Noel Murray on the documentary The Black Panthers: Vanguard Of The Revolution for AV Club:
“Stanley Nelson’s absorbing, provocative documentary The Black Panthers: Vanguard Of The Revolution measures how much and how little has changed since Huey P. Newton and Bobby Seale co-founded the Panthers in Oakland in 1966. Nelson spent nearly a decade compiling interviews with dozens of former members (plus a handful of cops who tussled with the party back in the 1960s) and combed through news archives and government records. The result is an impressively detailed explication of how quickly the Black Panthers rose and fell…
Vanguard Of The Revolution suggests that if the Panthers could’ve held together and stayed on message, they might’ve won more allies, just by exposing one of the persistent hypocrisies of American society: how everyone says they’re for freedom, until the wrong people start to enjoy it.”
Nathan Rabin kicks of a new ongoing feature with a re-examination of Grandma’s Boy for Rotten Tomatoes:
“Grandma’s Boy has a wonderfully endearing quality that later Happy Madison productions would fatally lack: it likes its characters and invites audiences to share that affection, instead of treating its characters like the worst kind of human garbage. It’s a much better vehicle for Swardson than Bucky Larson: Born To Be A Star, and while his emotionally stunted virgin falls squarely into Swardson’s well-wrought persona as a Manic Pixie Nightmare Boy, he emerges as a funny, likable character who is even afforded a moment of triumph when he absolutely destroys at a game of Dance Dance Revolution…Grandma’s Boy is wonderfully inclusive in its comedy; it’s the kind of film where, with the notable exception of J.P., damn near everyone gets laid, damn near everyone smokes weed, everyone plays video games, and everyone has friends who like them, no matter how geeky or socially inept they might be.”

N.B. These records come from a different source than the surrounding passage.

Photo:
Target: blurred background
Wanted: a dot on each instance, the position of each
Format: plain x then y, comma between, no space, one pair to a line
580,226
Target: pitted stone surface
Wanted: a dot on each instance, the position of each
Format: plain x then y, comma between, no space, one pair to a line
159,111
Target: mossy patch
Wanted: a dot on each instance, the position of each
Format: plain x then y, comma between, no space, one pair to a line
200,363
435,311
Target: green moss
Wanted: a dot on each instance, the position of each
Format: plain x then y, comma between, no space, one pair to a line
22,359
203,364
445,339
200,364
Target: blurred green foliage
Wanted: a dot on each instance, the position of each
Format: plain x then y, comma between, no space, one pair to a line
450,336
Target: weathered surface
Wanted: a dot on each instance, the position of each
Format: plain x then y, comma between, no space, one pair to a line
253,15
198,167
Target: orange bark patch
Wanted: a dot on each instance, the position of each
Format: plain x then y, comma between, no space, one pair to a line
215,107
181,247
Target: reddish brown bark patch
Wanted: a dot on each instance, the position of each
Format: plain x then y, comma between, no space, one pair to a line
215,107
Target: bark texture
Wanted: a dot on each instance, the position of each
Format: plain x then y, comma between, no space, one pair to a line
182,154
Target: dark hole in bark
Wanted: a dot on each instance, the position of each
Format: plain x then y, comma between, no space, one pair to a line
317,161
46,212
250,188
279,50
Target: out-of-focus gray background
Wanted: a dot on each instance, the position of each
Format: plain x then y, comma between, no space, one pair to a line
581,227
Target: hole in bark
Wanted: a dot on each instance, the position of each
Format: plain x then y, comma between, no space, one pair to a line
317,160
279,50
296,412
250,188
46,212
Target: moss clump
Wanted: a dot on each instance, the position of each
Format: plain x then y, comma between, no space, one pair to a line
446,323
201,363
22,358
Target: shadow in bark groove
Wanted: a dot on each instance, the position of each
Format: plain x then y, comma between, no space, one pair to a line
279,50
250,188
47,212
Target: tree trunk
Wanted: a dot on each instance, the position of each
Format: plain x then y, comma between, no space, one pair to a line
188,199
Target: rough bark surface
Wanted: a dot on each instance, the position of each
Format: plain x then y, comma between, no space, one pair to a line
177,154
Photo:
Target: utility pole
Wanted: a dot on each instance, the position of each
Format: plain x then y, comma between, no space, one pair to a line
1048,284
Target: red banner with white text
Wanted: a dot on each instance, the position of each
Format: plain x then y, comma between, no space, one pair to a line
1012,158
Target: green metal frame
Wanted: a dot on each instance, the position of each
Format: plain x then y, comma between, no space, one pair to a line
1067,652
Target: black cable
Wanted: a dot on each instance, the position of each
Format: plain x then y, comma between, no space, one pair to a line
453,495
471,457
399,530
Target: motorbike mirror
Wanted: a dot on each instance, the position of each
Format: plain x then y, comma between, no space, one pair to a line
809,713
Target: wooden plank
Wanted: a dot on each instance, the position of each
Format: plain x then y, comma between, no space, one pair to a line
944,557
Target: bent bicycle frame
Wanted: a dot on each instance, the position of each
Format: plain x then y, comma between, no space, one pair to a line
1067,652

Rachel Handler has been, and will continue, writing some weekend news pieces, like this one on Jonathan Demme making a Justin Timberlake music-film, for Vanity Fair:
“(Demme) does add, “There’s tremendous dancing in this piece. He’s got an extraordinary band called the Tennessee Kids. Huge horn section, two lead guitars, two drummers, eight dancers, four exquisite background singers.” Of Timberlake himself, Demme adds, “He’s a funky Fred Astaire!”
Demme is certainly using a lot of exclamation points for a director responsible for The Silence Of The Lambs and Philadelphia. But it’s important to remember that Demme is also responsible for 1984’s Talking Heads “rockumentary” Stop Making Sense, as well as concert films for Kenny Chesney and Neil Young. Does Jonathan Demme contradict himself? Very well, then Jonathan Demme contradicts himself. He contains multitudes.”